The goal of this project is to develop scalable analysis techniques that make use of dynamic information from program runs as well as some limited static information. The analysis developed is being exploited to improve the Security and Reliability of software. We have developed techniques for collecting and storing large amounts of profile data and mining this data for information useful in automated fault location and automated testing of software. More specifically our contributions include the following:
Scalable Collection of Dynamic Information is being achieved through integrated use of checkpointing and logging as well as fine-grained tracing of software. We have developed a two step approach in which during initial program execution checkpointing and logging is used. If the program exhibits incorrect behavior, the log is analyzed to identify portion of execution that needs to traced using the replay phase to collect information useful in debugging. We have developed the Whole Execution Trace representation that integrates many different kinds of profiles that have been used for characterizing program behavior into one single representation. This includes address, value, control flow, as well as data and control dependence profiles. Collection, storage, and analysis of complete profiles is a challenging task. We has developed a compact and rapidly traversible representation of whole execution profiles. Whole execution traces produced by execution of a couple of billion instructions require a gigabyte of storage. We have further scaled this approach so it can be applied to long running programs by proposing Execution Reduction, a technique that combines checkpointing/logging with fine-grained tracing.
Dynamic Slicing & Matching are powerful analysis that are useful for many applications. The large amounts of information collected to enable computation of dynamic program slices can easily cause the machine to run out of memory. In our recent work we have experimentally evaluated various precise and imprecise dynamic slicing algorithms to show the drawbacks of imprecise slicing. We have shown that whole execution trace representation enables rapid dynamic program slicing of realistic program runs without running out of memory. Dynamic matching of whole execution traces of two program versions is being carried out to enable a wide range of applications including those of piracy detection, some debugging scenarios, and software maintenance. Unlike some static approaches for matching program versions, our approach does not require access to source code of the two program versions. Rich program execution histories enable us to rapidly produce highly accurate matches. Our work differs from static differencing techniques as it enables matching of code sequences that dynamically behave the same even though they statically appear to be different.
Fault Location & Correction. After developing practical implementations of dynamic slicing we have employed it for fault location. Three different types of dynamic slices are being used for fault location: backward slices of erroneous values; forward slices of minimal fault inducing inputs; and bidirectional slices of critical predicates. We have also developed techniques for pruning dynamic slices based upon positive evidence indicating that some of the statements in the dynamic slices may be expected to be correct because they are responsible for producing correct results. Location of faults is also important for security because faults can often be used to launch attacks. We have also developed a new approach to locate and correct an erroneous statement in a faulty function. Our approach combines ideas from software testing and weakest preconditions used in correctness proof methods to locate a likely erroneous statement. Our recent work is aimed at developing techniques for automatically identifying corrupted program state and determining corrections to the corrupted state. Our results show that this approach performs fault location with a very high degree of precision.

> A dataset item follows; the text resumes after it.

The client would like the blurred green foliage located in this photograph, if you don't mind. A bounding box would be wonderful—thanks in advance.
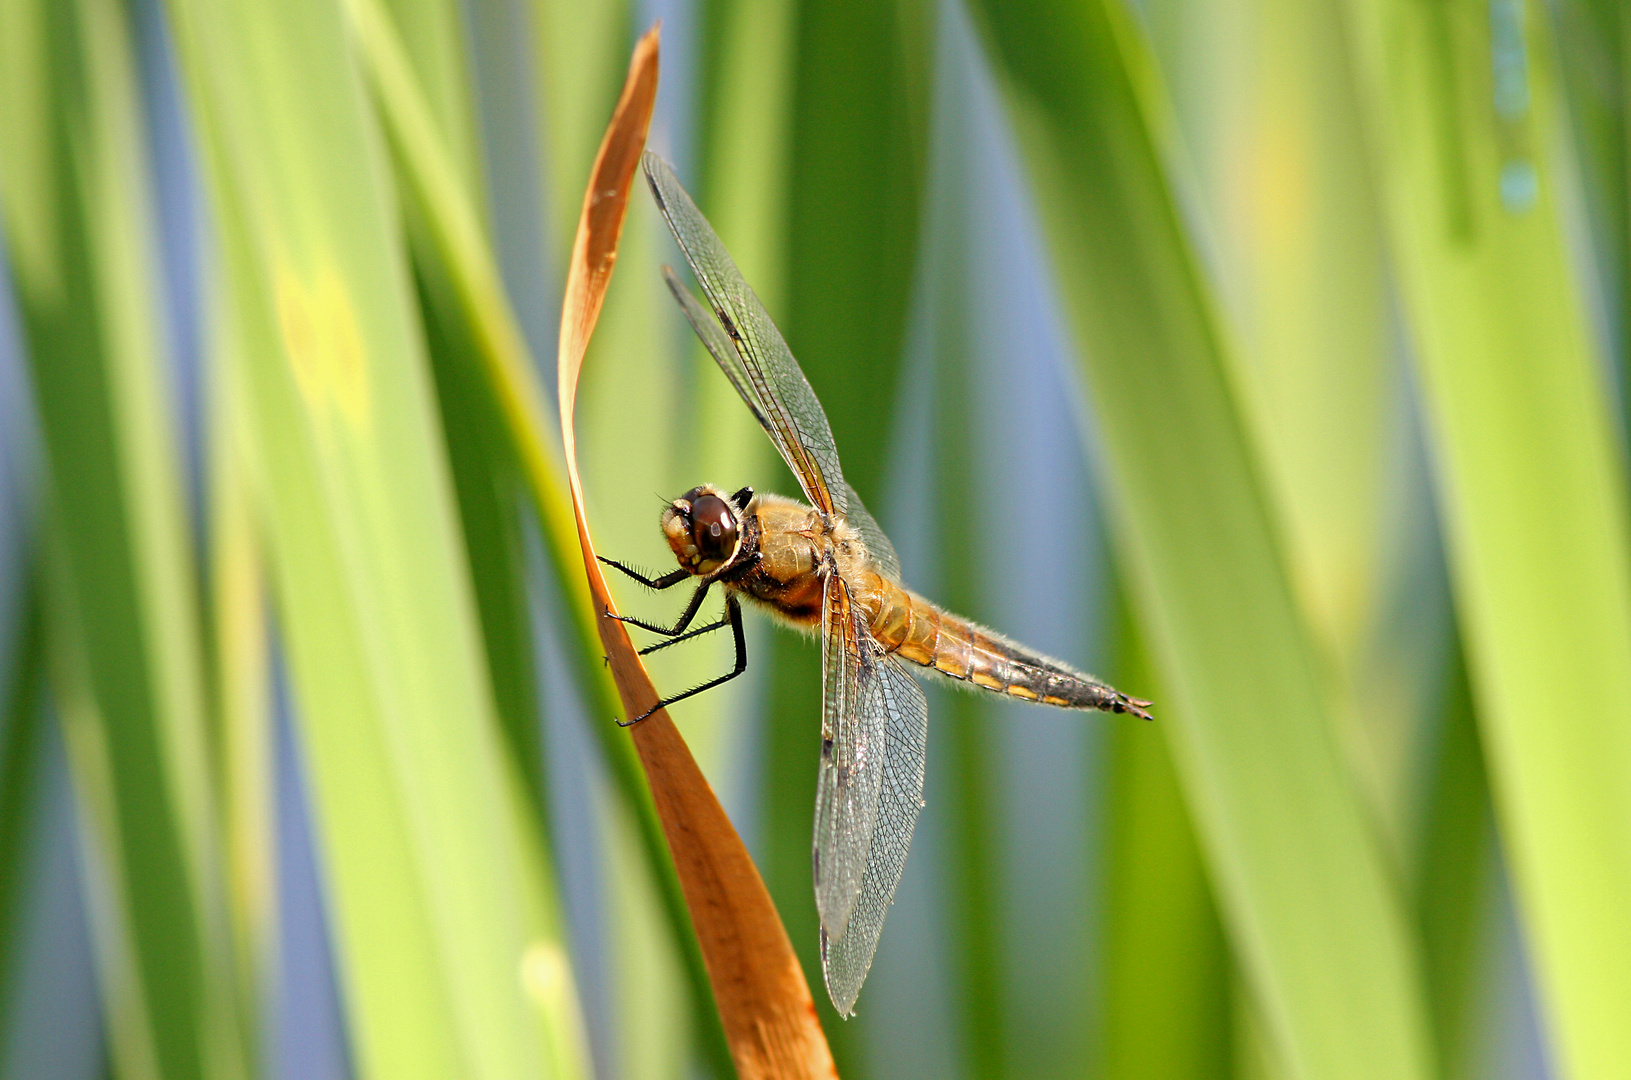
[1,0,1629,1078]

Software Testing is an important activity undertaken to improve the reliability of software. We have developed a greedy heuristic algorithm that iteratively exploits the implications among the test cases and implications among the requirements to generate a minimized suite that covers the same set of requirements as that of the unminimized suite. To address the problem of fault loss due to removing test cases from test suite, we have also developed a technique to selectively retain coverage redundant test cases that are likely to expose new faults. We have developed a new structural coverage criterion called invariant-coverage criterion for generating inputs to detect likely program invariants. We have developed numerical iterative techniques for automatically generating test data for a given path in a program.